13 thoughts on “Anniversary Post: Casca and Cassius Don’t Kill Mark Antony

  1. I personally think it was bad because murdering people is bad. But it did result in Rome which was a great series cut too short.

    The fact that we have a group that wants to have fascism in the US is really upsetting though and it is not going to result in great made for TV drama. It is just going to result in a protester being killed.

    • I saw the first season of that. I was very good. I was surprised.

      If a protester is killed, the mainstream media will cover it like this. “The Trump campaign says the victim was a suicide bomber. A representative from Black Lives Matter said this is nonsense. We can’t be bothered to take a stand.”
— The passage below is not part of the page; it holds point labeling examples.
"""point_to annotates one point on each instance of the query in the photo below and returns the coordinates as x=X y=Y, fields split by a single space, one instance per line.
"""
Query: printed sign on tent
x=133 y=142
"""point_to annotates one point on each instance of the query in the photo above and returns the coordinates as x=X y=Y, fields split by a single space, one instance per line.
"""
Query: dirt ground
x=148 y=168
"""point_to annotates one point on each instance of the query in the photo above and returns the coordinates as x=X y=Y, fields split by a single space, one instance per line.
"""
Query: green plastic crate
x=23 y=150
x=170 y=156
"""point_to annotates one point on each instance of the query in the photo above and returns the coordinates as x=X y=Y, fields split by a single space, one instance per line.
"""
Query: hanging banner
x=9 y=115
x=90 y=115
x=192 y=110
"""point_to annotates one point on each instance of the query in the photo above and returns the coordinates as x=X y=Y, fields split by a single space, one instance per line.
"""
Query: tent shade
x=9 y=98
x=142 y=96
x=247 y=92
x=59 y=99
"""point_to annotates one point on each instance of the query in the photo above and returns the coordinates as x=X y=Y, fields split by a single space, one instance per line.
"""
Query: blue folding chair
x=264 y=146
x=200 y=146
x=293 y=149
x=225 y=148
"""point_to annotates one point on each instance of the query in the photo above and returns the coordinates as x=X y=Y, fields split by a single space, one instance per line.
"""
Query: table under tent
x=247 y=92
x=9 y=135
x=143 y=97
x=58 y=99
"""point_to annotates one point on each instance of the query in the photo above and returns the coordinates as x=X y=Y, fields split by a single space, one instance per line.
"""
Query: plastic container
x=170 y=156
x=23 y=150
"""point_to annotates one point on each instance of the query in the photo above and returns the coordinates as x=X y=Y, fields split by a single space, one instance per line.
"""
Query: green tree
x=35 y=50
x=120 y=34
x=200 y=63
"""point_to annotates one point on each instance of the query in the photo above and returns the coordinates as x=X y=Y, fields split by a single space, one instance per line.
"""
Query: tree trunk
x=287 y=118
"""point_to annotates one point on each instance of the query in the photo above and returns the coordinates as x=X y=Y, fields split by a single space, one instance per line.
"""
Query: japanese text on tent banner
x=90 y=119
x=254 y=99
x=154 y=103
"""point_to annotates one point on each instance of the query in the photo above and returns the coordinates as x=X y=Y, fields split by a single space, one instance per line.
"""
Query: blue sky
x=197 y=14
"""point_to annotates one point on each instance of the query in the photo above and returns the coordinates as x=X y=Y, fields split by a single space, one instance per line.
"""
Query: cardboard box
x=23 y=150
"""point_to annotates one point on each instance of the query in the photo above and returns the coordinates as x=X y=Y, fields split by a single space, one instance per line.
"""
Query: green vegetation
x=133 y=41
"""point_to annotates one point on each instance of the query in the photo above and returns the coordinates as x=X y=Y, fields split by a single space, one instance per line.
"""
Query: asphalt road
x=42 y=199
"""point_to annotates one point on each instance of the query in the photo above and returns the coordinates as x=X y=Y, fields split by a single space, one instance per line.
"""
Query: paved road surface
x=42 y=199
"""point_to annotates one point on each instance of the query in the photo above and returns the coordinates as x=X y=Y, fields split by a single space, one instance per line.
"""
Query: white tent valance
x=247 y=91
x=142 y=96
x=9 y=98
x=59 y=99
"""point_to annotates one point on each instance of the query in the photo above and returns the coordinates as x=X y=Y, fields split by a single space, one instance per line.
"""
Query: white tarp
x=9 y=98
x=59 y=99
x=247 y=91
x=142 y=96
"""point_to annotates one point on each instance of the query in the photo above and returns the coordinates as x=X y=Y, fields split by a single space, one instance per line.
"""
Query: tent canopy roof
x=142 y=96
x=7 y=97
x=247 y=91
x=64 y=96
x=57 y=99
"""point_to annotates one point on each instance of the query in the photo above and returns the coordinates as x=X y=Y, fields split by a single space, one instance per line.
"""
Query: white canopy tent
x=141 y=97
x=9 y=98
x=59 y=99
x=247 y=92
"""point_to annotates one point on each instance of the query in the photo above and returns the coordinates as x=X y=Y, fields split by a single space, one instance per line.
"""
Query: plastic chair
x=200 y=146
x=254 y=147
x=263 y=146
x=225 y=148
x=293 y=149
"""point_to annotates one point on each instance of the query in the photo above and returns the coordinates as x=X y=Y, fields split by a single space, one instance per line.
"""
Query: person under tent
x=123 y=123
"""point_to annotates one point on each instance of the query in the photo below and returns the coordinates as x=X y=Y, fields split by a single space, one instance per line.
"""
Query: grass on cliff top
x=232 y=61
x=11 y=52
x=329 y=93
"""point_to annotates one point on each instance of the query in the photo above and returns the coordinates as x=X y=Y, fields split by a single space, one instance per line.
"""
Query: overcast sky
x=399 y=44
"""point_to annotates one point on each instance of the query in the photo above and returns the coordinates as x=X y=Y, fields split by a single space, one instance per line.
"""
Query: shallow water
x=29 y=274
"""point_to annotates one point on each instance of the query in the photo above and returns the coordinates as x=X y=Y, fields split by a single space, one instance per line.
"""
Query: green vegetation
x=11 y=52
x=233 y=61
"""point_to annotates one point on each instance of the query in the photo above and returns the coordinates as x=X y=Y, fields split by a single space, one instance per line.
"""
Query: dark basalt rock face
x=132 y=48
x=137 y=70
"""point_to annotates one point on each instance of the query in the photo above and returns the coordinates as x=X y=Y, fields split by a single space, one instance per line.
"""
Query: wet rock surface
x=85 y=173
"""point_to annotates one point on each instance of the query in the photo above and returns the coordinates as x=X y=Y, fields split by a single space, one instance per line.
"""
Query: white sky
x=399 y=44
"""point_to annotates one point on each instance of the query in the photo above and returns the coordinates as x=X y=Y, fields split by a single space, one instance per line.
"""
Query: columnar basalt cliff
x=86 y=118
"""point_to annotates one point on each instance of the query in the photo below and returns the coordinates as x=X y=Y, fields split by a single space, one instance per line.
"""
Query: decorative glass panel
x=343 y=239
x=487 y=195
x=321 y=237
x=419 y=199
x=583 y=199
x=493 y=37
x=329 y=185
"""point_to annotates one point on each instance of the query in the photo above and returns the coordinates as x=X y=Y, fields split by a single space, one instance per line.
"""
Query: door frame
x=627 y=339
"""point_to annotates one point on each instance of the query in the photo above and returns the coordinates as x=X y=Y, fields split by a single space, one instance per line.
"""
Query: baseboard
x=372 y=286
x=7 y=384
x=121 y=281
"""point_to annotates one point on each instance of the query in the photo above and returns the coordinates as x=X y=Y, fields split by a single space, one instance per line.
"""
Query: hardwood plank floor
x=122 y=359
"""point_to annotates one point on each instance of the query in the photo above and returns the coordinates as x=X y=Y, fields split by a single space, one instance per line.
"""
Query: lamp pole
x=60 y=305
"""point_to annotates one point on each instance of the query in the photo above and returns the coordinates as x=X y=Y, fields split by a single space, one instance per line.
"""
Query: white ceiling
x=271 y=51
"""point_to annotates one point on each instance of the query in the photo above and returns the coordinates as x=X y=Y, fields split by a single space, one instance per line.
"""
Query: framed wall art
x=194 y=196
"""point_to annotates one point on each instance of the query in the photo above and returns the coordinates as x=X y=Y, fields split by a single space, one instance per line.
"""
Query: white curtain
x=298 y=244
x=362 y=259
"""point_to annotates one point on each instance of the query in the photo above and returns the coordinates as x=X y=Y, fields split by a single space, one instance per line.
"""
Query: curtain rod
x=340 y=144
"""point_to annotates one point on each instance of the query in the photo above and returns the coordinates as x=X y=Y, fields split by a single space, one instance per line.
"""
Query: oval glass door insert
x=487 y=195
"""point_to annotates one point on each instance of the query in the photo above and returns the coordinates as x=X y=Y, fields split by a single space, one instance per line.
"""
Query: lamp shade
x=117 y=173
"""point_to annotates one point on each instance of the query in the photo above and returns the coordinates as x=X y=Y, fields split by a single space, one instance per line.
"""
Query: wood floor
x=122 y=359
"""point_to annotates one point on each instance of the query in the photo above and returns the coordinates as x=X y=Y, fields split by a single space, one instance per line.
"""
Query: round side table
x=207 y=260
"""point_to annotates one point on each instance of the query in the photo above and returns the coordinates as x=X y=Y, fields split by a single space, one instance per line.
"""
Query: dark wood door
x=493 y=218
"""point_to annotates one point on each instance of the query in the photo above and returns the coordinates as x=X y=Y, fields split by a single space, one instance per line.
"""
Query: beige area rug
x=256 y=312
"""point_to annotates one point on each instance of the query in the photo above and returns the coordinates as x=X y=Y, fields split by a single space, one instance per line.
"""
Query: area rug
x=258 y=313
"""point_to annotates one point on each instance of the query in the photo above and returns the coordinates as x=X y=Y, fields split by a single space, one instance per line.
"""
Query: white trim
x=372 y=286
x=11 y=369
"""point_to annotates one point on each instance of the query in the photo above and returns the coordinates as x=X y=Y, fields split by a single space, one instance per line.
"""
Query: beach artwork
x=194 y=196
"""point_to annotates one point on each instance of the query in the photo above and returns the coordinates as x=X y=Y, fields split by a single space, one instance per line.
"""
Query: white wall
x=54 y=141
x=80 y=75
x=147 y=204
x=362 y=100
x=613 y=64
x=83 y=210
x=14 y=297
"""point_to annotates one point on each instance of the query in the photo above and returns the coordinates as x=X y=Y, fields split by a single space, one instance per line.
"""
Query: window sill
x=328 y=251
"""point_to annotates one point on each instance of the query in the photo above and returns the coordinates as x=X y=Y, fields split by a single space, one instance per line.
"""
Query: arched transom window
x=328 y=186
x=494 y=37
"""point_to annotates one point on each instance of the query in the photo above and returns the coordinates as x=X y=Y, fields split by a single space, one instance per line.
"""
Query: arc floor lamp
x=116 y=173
      • I was happy to see it and depressed when it was canceled but then it was so much better than The Tudors.

        There is a graph running around Twitter about the unearned media and it shows that Trump has triple the media that Clinton has and she has the most out of the rest of the field. If someone is killed at one of his rallies, I hope it is someone like me instead of the media’s usual narrative.

        Yes, I am considering going to the counter protest this week.

        • I watched the first episode of The Tudors. It didn’t grab me.

          I don’t think the media that Trump gets really helps. As it is, political science shows that media beyond a certain level doesn’t do much. The first million dollar ad buy is huge; the 100th isn’t. We saw that very much in the 2010 governor’s race here in California.

            • This is part of the problem with a society based on the idea that all that matters is making money. The news as a public good? Ha! Whatever the people want to see! Of course, the media often create what the people want to see. They show Trump all the time so the people decide he is something worth covering. More important is not covering things because they claim people don’t care: like labor movements.

        • The show never recovered from the death of Ceasar. Although I was more interested in the grunt soldiers, as a TV series it needed both the elitist politics and the grunt-class life. When the fine actor playing Ceasar was gone, everything about the upper-class politics bored me.

          • Well that and we already have an excellent series with Augustus’s family-I, Claudius. They should have gone a hundred years into the future.